4)What are some of the obstacles you had to overcome to reach your goals? What did you see as the most difficult obstacles for young people hoping to achieve a goal today?
Answer: The biggest obstacle you will ever face is yourself. You will doubt yourself, hate yourself, make mistakes and not forgive yourself, you will be afraid of failing, you will be afraid of success, you will sabotage your own progress and your own projects, you will forget your true spirit and settle for the easy things instead of the right things, you will feel guilty if you have a social life or fall in love or raise a family or take a break.
Your biggest obstacle will never go away. You will wake up with it, work with it, live with it, sleep with it. It’s unavoidable. It’s you.
It’s also a deception. These things are not really obstacles. Plan on the hurt, the struggle, the mistakes. Ultimately, you are defined by how you live, not by how you make a living. Dreams can change, goals can change, game plans can change. Some people are lucky enough early on in life to know what they want. Others can take a lifetime trying to figure it out.
If you know yourself, your path will become clear. The bad will always equal the good. The road to success should be hard. Movies exemplify that. The films that have the biggest struggles are also the films that have the greatest success. The characters that have it the roughest are usually the ones that are the most memorable.
The hero’s journey is supposed to suck. But the payoff is usually worth it. There’s a universal truth in that, it’s why we keep putting it in the movies. Live like that, and you won’t go wrong.
5) Do you have a dream right now? Are you willing to share it?
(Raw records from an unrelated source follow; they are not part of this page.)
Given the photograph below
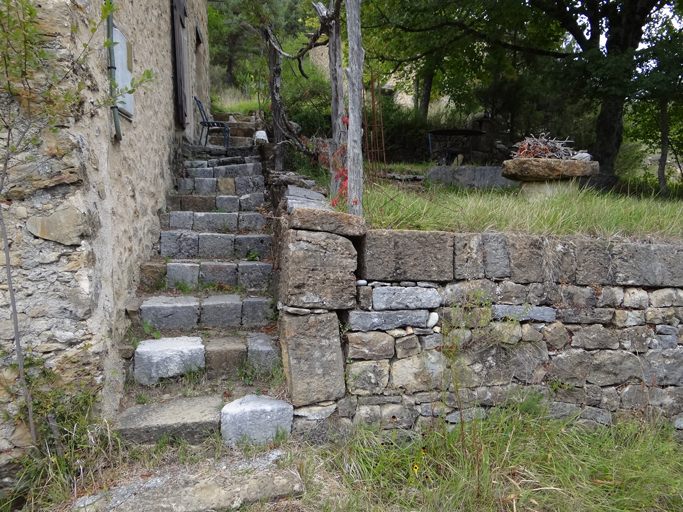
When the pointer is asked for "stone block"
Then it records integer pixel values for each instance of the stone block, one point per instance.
(512, 293)
(224, 357)
(181, 220)
(249, 185)
(167, 357)
(198, 203)
(469, 256)
(252, 244)
(317, 270)
(215, 222)
(252, 202)
(251, 221)
(215, 245)
(526, 258)
(226, 186)
(182, 273)
(431, 341)
(595, 337)
(312, 357)
(205, 186)
(524, 313)
(200, 172)
(262, 352)
(213, 272)
(396, 297)
(313, 219)
(171, 312)
(364, 297)
(624, 318)
(184, 185)
(369, 345)
(367, 377)
(407, 346)
(257, 311)
(255, 420)
(423, 372)
(189, 419)
(593, 262)
(496, 257)
(585, 316)
(636, 298)
(254, 275)
(228, 204)
(401, 255)
(385, 320)
(394, 416)
(179, 244)
(221, 311)
(614, 367)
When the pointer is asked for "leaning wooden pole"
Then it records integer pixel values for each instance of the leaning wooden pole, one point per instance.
(355, 77)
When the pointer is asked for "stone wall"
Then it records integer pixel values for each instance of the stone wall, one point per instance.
(81, 225)
(396, 328)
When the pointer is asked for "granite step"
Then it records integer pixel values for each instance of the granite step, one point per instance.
(223, 203)
(187, 312)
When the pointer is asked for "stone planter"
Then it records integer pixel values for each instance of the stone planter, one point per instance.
(544, 177)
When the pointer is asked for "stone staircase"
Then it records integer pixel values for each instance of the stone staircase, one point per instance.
(213, 272)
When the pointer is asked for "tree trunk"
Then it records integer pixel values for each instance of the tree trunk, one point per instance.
(608, 136)
(355, 78)
(426, 92)
(664, 129)
(337, 107)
Answer: The day I stop dreaming will be the day I die. I have several passion projects in the works. One is a film that I know will cost tens of millions of dollars to make. I know I am not ready to make that one yet, but I am building my street cred, my industry reputation, my skill sets, and my team. Every project I take on is related to that film one way or another. Slowly, but surely, I am headed in the right direction. I knew that it would be one of those “this took ten years to get off the ground” kind of stories. I’ve been working on it for two years now, and I’m right on track.
6) What is considered success in our society today? How do you define success?
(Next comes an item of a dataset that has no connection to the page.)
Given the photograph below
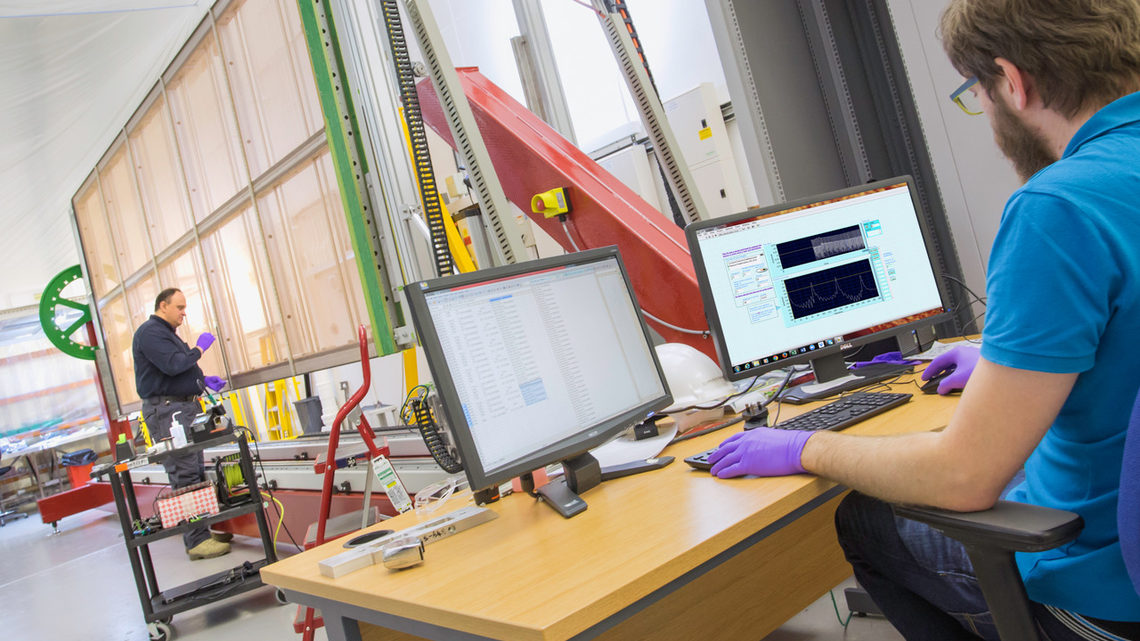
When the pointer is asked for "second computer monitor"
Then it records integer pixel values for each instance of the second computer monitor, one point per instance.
(803, 281)
(537, 363)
Answer: I think society defines success in terms of materialism, which is unfortunate. Popularity and wealth seem to always be a sign of success. A harsh reality, especially in the film business, is that you need money and fame in order to succeed.
I wrestled with that demon some time ago. I’ve always wanted to make art for art’s sake, I’ve always feared that money or fame would corrupt me if I wanted them. But what I realized is that those are goals, not THE goal. They are pieces on the chess board, nothing more.
To me, success is an ethereal thing. It’s intangible and almost unobtainable. Or rather, it’s such a fleeting thing that you have to keep obtaining it every minute of every day.
To me, success is not giving up. I don’t really know what success tastes like. I know what failure tastes like and it’s bitter. But I learned that the only way to really fail is to stop trying. Quitting while you’re ahead, quitting when you’re behind –you quit, you fail. But if you get knocked down and you get back up, then there’s something to that.
You have to get up every day. Like I say, fail forward. Mess up big. Do it again, but do it differently. Make different mistakes.
Keep going. Know that you deserve to win, to succeed. But no one is going to hand you your dream. You have to take it, and grab it, work for it, keep it in sight, protect it, nourish it, educate it, and feed it.
You have to do it. Every day. Make the Energizer Bunny look like a freaking couch potato. That’s what separates the men from the boys. The so-called winners from the so-called losers.
As Dory says in ‘Finding Nemo’, “Just keep swimming.” And when things break down, do what Jennifer Connelly says and maybe try again tomorrow.